Discussing race is always a pretentious topic, it’s been my experience that (in general) it is very difficult for some white people to understand what white privilege is and how it affects both white and non-white people. Many of my white peers do not believe that they have any type of privilege. They don’t recognize what they have inherited to be privilege because it’s just normal to them. It’s normal that my white female friend is able to turn on the television, or open a magazine and see her image represented in diverse and beautiful ways. It’s normal that my white female friend is able to walk into a cosmetics store and find her shade of foundation or cover up. It’s normal that my white male classmate is able to go into a classroom and learn about the history of European and western civilization and all the contributions “his people,” have made to the world. It’s normal that my white male classmate would have an easier time finding employment upon graduation. It’s normal that my white female friend would not be followed around the pharmacy because she looks like she belongs there. It’s normal that my white female friend can go into the country club because she doesn’t have to bother knowing that her private country club has a policy that doesn’t admit non-whites. It’s normal that my white male classmate wouldn’t understand what it feels like to be told “you’re playing the race card.” To many white people, none of these things are privileges…they just are.
You see, what may be normal to you as a white person and what “just is,” is completely abnormal to so many other people of color. I feel the effects of white privilege every day. I have to go out of my way to find positive representations of myself, I have to seek special books and courses just to learn where I come from as a Black person. I, as a person of color, have to stay silent when I know that I’ve been discriminated against in a job interview. I, as a person of color and a minority, have to face the fact that the majority of the people I’m around will never understand exactly what that feels like. When I (as a Black person) point of the privilege, it’s hard for some white people to understand because “their ancestors didn’t own slaves,” or “they don’t see color.”
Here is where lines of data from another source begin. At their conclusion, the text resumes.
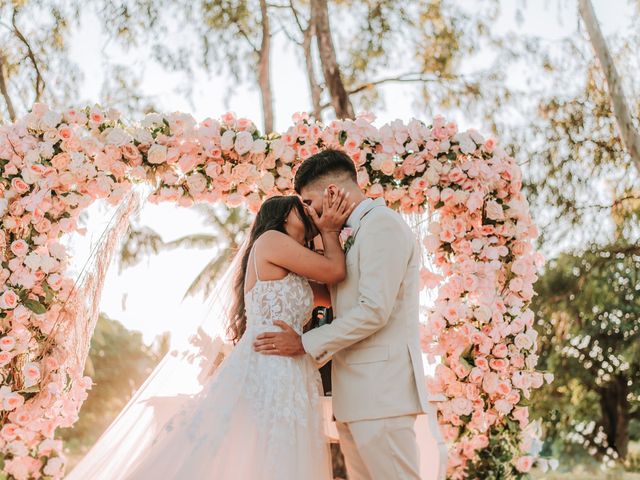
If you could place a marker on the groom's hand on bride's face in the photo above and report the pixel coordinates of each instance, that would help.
(287, 343)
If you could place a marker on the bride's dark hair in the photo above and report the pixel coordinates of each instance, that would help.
(272, 216)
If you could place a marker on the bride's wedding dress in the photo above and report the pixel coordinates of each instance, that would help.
(260, 416)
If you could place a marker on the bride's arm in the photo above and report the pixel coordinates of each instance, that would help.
(321, 297)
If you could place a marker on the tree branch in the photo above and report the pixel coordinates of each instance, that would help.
(621, 110)
(407, 77)
(4, 91)
(40, 84)
(330, 68)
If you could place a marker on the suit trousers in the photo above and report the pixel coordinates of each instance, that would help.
(380, 449)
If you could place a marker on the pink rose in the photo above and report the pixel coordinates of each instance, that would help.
(157, 154)
(5, 358)
(11, 401)
(8, 300)
(499, 364)
(490, 382)
(7, 343)
(31, 372)
(19, 186)
(19, 248)
(375, 190)
(500, 350)
(523, 464)
(61, 161)
(243, 143)
(503, 406)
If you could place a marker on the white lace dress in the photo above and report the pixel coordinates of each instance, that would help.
(260, 417)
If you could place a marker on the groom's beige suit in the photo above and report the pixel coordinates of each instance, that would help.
(378, 383)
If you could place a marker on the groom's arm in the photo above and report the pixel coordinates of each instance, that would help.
(384, 252)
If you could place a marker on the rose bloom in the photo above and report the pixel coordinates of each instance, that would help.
(157, 154)
(61, 161)
(523, 464)
(19, 248)
(8, 299)
(5, 357)
(7, 343)
(500, 350)
(19, 186)
(499, 364)
(12, 400)
(31, 371)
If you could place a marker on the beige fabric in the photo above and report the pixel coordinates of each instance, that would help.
(381, 449)
(374, 339)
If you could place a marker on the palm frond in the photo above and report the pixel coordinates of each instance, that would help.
(204, 281)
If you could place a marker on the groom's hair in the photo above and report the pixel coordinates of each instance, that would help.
(328, 163)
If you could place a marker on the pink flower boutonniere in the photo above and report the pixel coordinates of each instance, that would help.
(346, 239)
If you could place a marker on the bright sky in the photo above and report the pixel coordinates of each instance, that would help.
(147, 297)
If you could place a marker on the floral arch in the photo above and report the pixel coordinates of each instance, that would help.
(55, 164)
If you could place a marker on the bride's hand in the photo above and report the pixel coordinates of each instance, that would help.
(335, 212)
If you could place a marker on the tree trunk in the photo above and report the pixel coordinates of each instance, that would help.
(314, 88)
(339, 97)
(264, 70)
(4, 91)
(621, 110)
(615, 415)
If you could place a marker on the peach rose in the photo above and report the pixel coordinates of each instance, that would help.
(8, 299)
(19, 186)
(524, 464)
(19, 248)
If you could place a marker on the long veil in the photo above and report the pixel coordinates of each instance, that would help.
(196, 351)
(198, 347)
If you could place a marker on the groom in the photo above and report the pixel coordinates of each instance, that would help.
(377, 374)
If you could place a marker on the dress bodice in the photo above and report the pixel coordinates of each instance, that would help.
(289, 299)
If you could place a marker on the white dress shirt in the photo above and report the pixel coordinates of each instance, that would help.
(356, 215)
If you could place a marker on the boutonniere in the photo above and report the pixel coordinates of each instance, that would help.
(346, 239)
Look at white privilege this way:
Imagine that you are a little girl at a birthday party. Some of the girls at the party are wearing pink ribbons, some of the girls at the party are wearing blue ribbons. The first set of blue ribbon girls arrive early and sit at the party table. Later, the first set of pink ribbon girls arrive and sit at the table. When the second set of blue ribbon girls arrive, the pink ribbon girls refuse to help arrange the favors for the party, instead, they make the blue ribbon girls set the table, pass out the goodie bags and hand out the cake slices. The pink ribbon girls hog the chairs, hog the goodies and force the blue ribbon girls to sit on the floor. They take two slices of cake, extra juices and an extra goodie bag. Later, the second set of pink ribbons shows up. They notice that the blue ribbons are sitting on the floor with no cake, no goodie bags, no juice and no chair. However, when the first set of pink ribbons sees the second set of pink ribbons, they make room at the table and give the second set of pink ribbons extra cake, goodie bags and juice. The second set of pink ribbons notices that not only do the first pink ribbons have extra cake and goodies, but they too have extra cake and goodies, while the blue ribbons have none. Nevertheless, the second set of pink ribbons sit down, eat their cake, drink their juice and enjoy their goodies.
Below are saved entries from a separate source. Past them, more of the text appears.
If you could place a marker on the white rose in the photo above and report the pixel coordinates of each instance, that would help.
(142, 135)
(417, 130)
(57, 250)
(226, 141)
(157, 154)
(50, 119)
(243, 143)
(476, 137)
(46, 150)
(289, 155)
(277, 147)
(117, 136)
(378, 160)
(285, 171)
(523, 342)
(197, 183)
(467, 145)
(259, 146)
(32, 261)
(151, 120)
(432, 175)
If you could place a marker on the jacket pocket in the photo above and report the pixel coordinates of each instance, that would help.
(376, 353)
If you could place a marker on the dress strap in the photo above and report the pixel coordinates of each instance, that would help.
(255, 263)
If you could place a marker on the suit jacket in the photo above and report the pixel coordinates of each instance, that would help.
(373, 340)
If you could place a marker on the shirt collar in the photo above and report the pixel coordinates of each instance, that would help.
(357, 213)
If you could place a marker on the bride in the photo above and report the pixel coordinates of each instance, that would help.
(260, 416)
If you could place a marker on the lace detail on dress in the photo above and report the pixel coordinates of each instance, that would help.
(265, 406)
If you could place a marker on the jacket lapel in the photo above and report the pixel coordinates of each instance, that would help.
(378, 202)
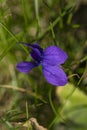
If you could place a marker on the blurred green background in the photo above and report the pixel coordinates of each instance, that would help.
(48, 22)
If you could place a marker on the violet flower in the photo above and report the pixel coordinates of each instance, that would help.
(51, 59)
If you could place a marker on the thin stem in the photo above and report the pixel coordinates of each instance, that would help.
(37, 16)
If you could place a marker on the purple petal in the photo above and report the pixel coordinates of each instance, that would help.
(25, 67)
(54, 55)
(36, 52)
(54, 75)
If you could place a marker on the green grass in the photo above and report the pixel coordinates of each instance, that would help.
(25, 96)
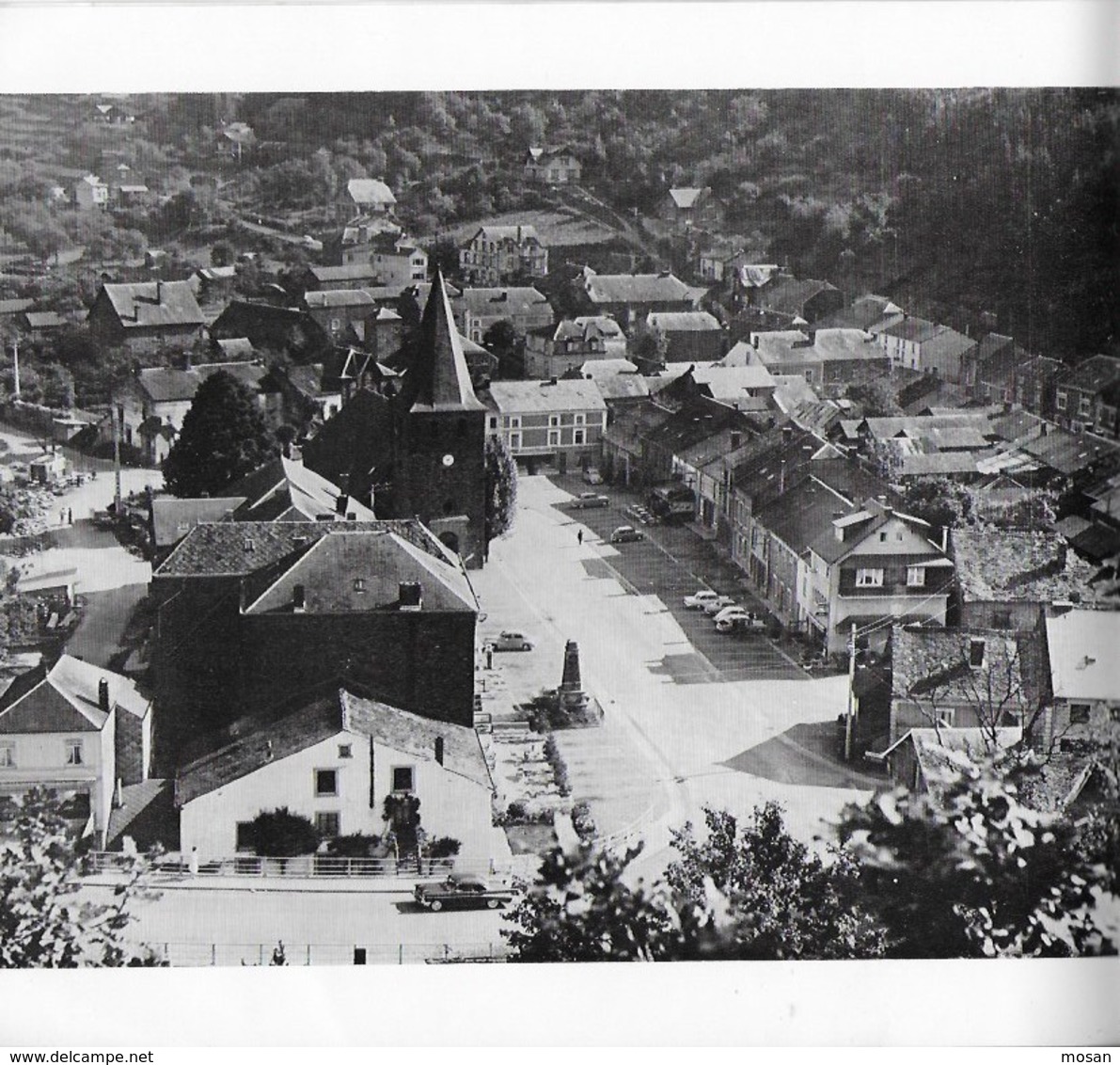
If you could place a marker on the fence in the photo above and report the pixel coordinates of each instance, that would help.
(201, 954)
(312, 866)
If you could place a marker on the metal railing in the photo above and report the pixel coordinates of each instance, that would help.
(180, 955)
(308, 866)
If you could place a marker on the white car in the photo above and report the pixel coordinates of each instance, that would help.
(720, 602)
(511, 642)
(697, 600)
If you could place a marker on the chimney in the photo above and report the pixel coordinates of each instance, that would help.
(410, 596)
In the above scenario, did the fact that the second set of pink ribbons weren’t the ones who originally stole the share of cake, goodies and juice that belonged to the blue ribbons exempt them from the fact that they deprived the blue ribbons of their cake? Couldn’t the second set of pink ribbons have shared their extra cake and goodies with the blue ribbons?…Couldn’t they have made room at the table or told the first pink ribbons to give their extra cake slices to the blue ribbons? Or couldn’t they have called in the mother to resolve the issue and tell the first set of pink ribbons to stop being so spoiled?
They could have done any of these things, but they chose to sit down at the exclusive table, while the blue ribbons sat on the floor and eat the extra cake and goodies that belonged to the blue ribbons anyway. Then later when someone offers to give the Blue ribbons some cupcakes because they never got any cake, the pink ribbons jump up and down and shout “THAT’S NOT FAIR THAT THEY GOT CUPCAKES, WE DIDN’T ANY CUPCAKES!” All the while they don’t acknowledge that they got extra slices of cake, candies and goodies, so the Blue ribbons never even get to have their cupcakes. How greedy is that?
If you look at white privilege that way, maybe it will help you understand that even if your ancestors didn’t “own slaves,” even if you think you don’t see color or have privilege, you do.